Bone Carver
A spoiler-free guide to A Court of Thorns and Roses (ACOTAR).
Only showing what’s been revealed up to your current progress. Future events, identities, and relationships are hidden.
Overview
The Bone Carver is a dangerous, knowledgeable being confined in the deepest known level of the Prison. He serves as a source on death, resurrection, the Cauldron, and other forms of ancient magic, but gives answers only when offered something he values.
He was not born in this world, and even the Suriel cannot properly perceive him because his existence is not woven into it in the usual way.
The family the Bone Carver fled proves to reach beyond the Prison: the death-lord who later menaces Vassa turns out to be his own brother.
Appearance
The Bone Carver appears differently to different observers. Feyre initially sees a dark-haired, blue-eyed boy of about eight, while Rhys sees Jurian.
On another visit, the boy Feyre sees combines Rhys's coloring with features belonging to her and her father, suggesting the appearance of a possible future child.
Once released from the Prison and bound into a Fae body, he assumes the form of a powerful Illyrian warrior.
During Feyre's pregnancy, she identifies the child-form as a vision of the son she is carrying and relies on it to know that the baby is male.
The vision's accuracy becomes uncertain when Feyre learns that her unborn son has wings, which the child shown by the Bone Carver did not.
Personality and Behavior
The Bone Carver conducts bargains as strict exchanges, demanding truths or meaningful objects in return for his knowledge. He questions Feyre closely about death and takes an ominous interest in how people understand their own endings.
He uses taunts, half-truths, and unsettling personal knowledge to test visitors, including probing Cassian about Nesta and greeting Feyre with immediate awareness of her changed status.
When asked to fight against Hybern, he rejects wealth and power as worthless within the Prison and insists that the Ouroboros is the sole acceptable price for his service.
His demand for the Ouroboros is revealed as a test rather than a desire for the mirror itself. Because the mirror exposes a viewer's true nature and often destroys those who face it, Feyre's ability to endure the experience convinces him that she is worth helping.
Relationships
The Bone Carver says he chose his cell in the Prison on purpose and came there to hide from his siblings.

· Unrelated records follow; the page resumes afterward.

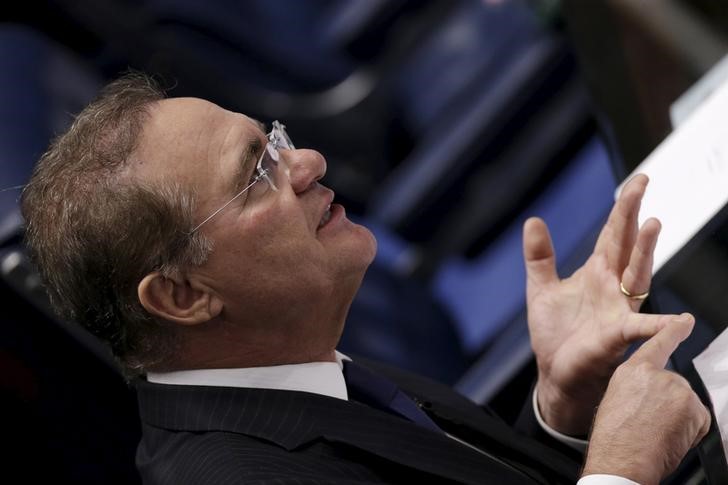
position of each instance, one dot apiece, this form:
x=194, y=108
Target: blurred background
x=445, y=123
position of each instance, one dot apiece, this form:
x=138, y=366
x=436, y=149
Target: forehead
x=187, y=138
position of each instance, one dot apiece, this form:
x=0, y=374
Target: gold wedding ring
x=626, y=293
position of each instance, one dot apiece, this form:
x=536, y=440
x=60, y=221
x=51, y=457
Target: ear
x=178, y=300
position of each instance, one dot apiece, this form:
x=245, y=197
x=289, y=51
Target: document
x=688, y=175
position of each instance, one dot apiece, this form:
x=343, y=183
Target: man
x=218, y=269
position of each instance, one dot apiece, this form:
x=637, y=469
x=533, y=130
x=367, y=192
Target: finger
x=641, y=326
x=620, y=232
x=538, y=252
x=659, y=348
x=638, y=274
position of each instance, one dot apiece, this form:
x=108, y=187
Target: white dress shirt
x=326, y=379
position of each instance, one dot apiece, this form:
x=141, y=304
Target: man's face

He displays an intense and dangerous interest in Nesta, leading Feyre, Rhys, and Cassian to suspect that he can sense the death-linked power she took from the Cauldron.
The Weaver, also called Stryga, is his sister.
Cassian recognizes the death-lord threatening Vassa as the Bone Carver's brother, connecting that present danger to the Carver's earlier account of his family.
When Nesta's deathlike power surfaces during scrying, Cassian recognizes it as the force the Bone Carver had perceived and warned them to fear.
Important Events
In exchange for the bone that dealt the final killing blow to the Middengard Wyrm, the Bone Carver explains that the Cauldron can reforge a dead person if the soul has been preserved. He identifies the Book of Breathings as the likely means of controlling or negating the Cauldron's power.
He refuses an offer to return to his original world, explaining that he deliberately chose his cell. Instead, he offers his service if Feyre can obtain the Ouroboros and find a way to release him from the Prison.
After Feyre survives the Ouroboros, the Bone Carver accepts her as worthy and commits himself to the coming battle against Hybern.
Feyre frees him into a Fae body and binds him by bargain, allowing the Night Court to deploy him alongside its other ancient allies against Hybern's army.
On the battlefield, the Bone Carver cuts through Hybern's soldiers with a bone scimitar and drains life from the surrounding ranks. Hybern turns the Cauldron directly against him, destroying him completely.